Que critérios determinam a qualidade real de uma carteira dentro do fundo?
Antes de qualquer cota ser oferecida ao mercado, a carteira de direitos creditórios que compõe o FIDC precisa passar por um processo de due diligence que avalia características como tempo de atraso dos créditos, existência de garantias, qualidade da documentação e perfil dos devedores originais. Esses mesmos fatores que determinam o preço de uma carteira individual no mercado de cessão de crédito são os que, agregados, definem a qualidade do lastro de um FIDC inteiro.

Um fundo composto majoritariamente por créditos recentes, com garantia real e documentação íntegra, tende a apresentar um perfil de risco mais previsível do que um fundo formado por créditos antigos e sem garantia. Vale considerar que outro aspecto relevante nessa análise é a concentração: carteiras excessivamente concentradas em poucos devedores ou em um único tipo de garantia tendem a apresentar maior volatilidade de resultado, justamente porque problemas pontuais nesses casos específicos impactam proporcionalmente mais o fundo como um todo.
Como a estrutura de cotas sênior e subordinada afeta o risco percebido?
A maioria dos FIDCs de NPL é estruturada em diferentes classes de cotas, com graus distintos de prioridade no recebimento de recursos. Cotas seniores costumam ter prioridade de pagamento e, consequentemente, menor exposição ao risco de inadimplência da carteira subjacente. Cotas subordinadas, por outro lado, absorvem as primeiras perdas em caso de performance abaixo do esperado, funcionando como uma camada de proteção para os cotistas seniores.
Essa hierarquia é o que permite que investidores com diferentes apetites de risco participem do mesmo fundo, cada um posicionado em uma classe compatível com seu perfil. Felipe Rassi, da leitura de analista de mercado de ativos estressados, costuma salienta que entender essa estrutura de subordinação é tão importante quanto entender a qualidade da carteira em si, porque a posição que o investidor ocupa dentro dessa hierarquia determina diretamente o quanto da deterioração da carteira ele efetivamente absorve antes de qualquer impacto no seu próprio retorno.

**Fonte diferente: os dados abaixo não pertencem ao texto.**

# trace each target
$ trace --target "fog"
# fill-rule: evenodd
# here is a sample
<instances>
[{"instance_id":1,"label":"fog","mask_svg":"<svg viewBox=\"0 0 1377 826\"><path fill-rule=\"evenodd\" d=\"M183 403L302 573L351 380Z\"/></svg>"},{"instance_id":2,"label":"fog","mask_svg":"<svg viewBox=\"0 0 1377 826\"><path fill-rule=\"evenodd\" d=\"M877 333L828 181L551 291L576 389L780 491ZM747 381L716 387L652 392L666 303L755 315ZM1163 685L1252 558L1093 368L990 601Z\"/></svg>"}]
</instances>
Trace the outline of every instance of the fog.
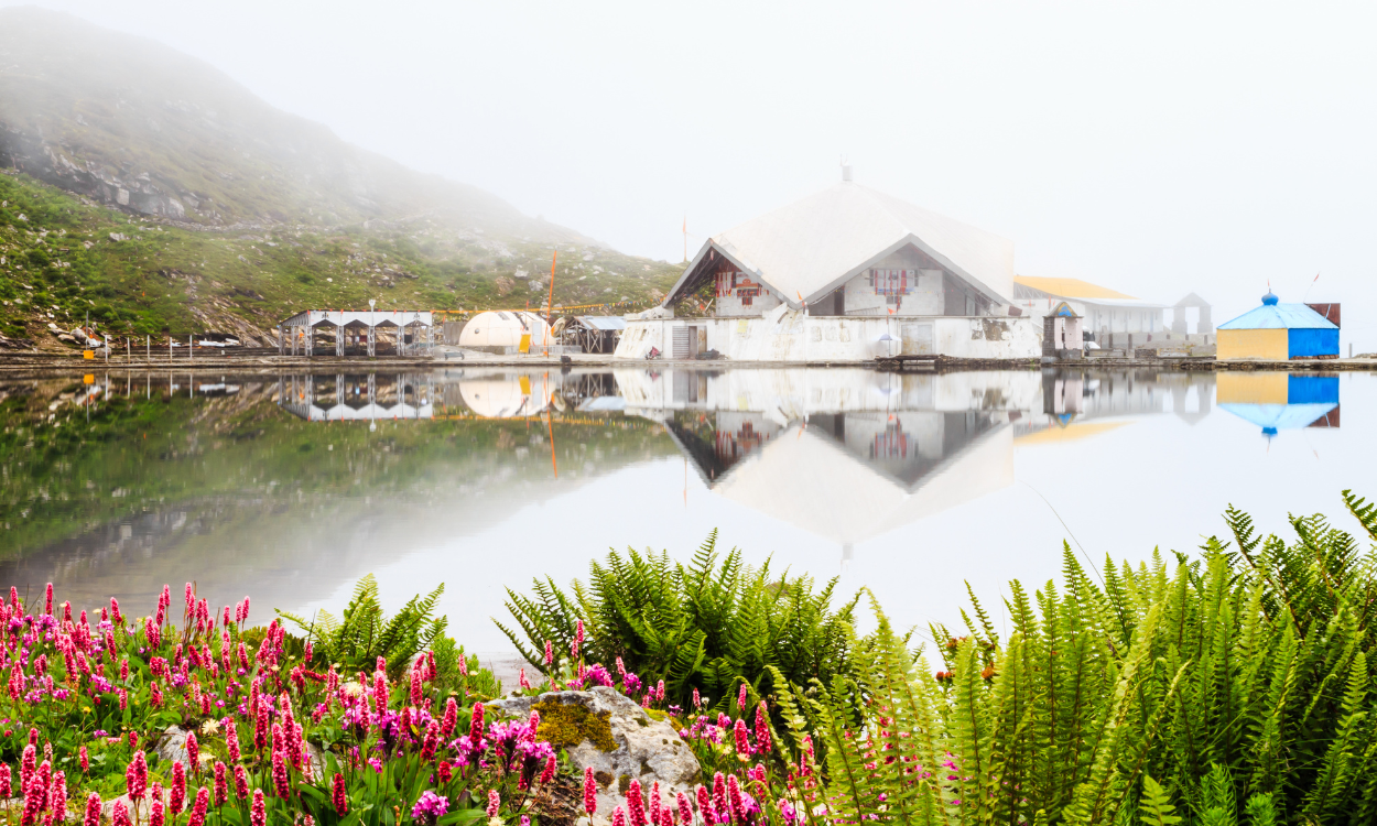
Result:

O que essa análise revela sobre a maturidade do mercado de FIDCs no Brasil?
O crescimento do mercado de FIDCs de NPL no Brasil acompanha um movimento mais amplo de profissionalização da gestão de crédito estressado. Cada vez mais, a originação, a estruturação e a distribuição desses fundos seguem padrões técnicos que tornam a análise de cotas mais acessível para investidores qualificados, ainda que continue exigindo conhecimento especializado sobre os fatores que realmente determinam o risco envolvido.
Felipe Rassi conclui que essa maturidade do mercado não elimina a necessidade de análise individual de cada estrutura. Pelo contrário, à medida que o número de FIDCs de NPL aumenta, a capacidade de diferenciar fundos bem estruturados de fundos com lastro frágil se torna ainda mais relevante. Entender os elementos que compõem essa avaliação, da segregação patrimonial à qualidade da carteira e à hierarquia entre classes de cotas, é o que permite uma leitura técnica e consistente desse segmento em expansão.